Гармошка, впрочем, была истинно немецкой, на обтянутой синим сафьяном коробочке продолговатой, чуть изогнутой недопеченным кренделем, золотом выведено: "Unsere Lieblinge.M.Hohner"
В двух медальонах по бокам красовались белозубые красотки. Брюнетка в крупных бусах и слегка смазанная блондинка типа Марлен Дитрих, а, возможно, это и была она.
И я, смеха ради, научил ее играть "Лили Марлен", и даже подыгрывал на фаготе. Она прикладывала гармошку к губам, напрягала их, и, дунув для примерки, начинала глаза вытаращены, носогубные складки сарафаном:
Есть ли что ба-наль-ней смер-ти на вой-не
И сентимен-таль-ней встре-чи при луне...
Тогда легко, чтобы не задавить ее, вступал я со своим фаготом:
Есть ли что круг-лей тво-их ко-лен...
Это был своеобразный дуэт, доложу я вам, особенно, если учесть, что исполнители обычно не трудились даже накинуть халат на голое тело...

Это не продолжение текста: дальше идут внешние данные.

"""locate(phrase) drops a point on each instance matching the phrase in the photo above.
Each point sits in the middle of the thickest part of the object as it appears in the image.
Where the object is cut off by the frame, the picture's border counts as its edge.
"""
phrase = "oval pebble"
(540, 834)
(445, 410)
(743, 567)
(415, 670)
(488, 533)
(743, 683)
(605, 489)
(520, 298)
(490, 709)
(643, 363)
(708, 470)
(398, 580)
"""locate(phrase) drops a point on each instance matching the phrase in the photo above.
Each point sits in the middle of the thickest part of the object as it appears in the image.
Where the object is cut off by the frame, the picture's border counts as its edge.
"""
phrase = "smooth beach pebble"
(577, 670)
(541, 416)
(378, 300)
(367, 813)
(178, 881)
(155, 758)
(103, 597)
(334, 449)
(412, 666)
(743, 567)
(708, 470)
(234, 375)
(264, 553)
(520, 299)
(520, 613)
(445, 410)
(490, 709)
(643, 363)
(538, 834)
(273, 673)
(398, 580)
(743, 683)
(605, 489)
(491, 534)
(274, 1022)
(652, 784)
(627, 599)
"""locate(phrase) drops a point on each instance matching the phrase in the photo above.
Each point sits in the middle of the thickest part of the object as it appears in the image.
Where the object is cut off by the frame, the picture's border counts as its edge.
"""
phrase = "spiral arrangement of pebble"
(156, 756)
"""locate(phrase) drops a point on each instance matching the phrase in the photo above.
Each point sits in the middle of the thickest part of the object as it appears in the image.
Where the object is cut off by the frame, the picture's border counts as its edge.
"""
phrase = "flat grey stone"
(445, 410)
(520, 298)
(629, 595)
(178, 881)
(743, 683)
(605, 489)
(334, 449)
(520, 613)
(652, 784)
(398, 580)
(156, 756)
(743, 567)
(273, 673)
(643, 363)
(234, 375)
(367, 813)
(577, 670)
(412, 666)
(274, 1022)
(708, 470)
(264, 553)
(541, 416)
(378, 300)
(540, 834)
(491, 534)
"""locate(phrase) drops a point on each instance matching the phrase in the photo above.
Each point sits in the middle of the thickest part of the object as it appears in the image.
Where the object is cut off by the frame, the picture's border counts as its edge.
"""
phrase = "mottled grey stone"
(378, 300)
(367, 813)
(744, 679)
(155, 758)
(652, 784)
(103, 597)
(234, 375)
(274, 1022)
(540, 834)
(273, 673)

К музыке она была фатально неспособна и это при абсолютной талантливости организма: фантастической координации, и быстром ярком, многовариантном уме.
...Лет пять назад я затащил ее в Рюдесхайм, куда, если бывал в Германии с концертами, повадился ездить просто на прогулку. И наша совместная Лили Марлен гуляла там нагишом, вольно соединяясь над деревьями с ресторанным трио, с консервным дребезжанием стариковской шарманки, вполне органично вплетаясь в распивочные песни вечерних компаний, улетая куда-то вверх, к виноградникам, над которыми смутно белели фахверковые домики вышней окраины городка.
И она была счастлива, я это видел.
Единственный только раз у нее почему-то испортилось настроение.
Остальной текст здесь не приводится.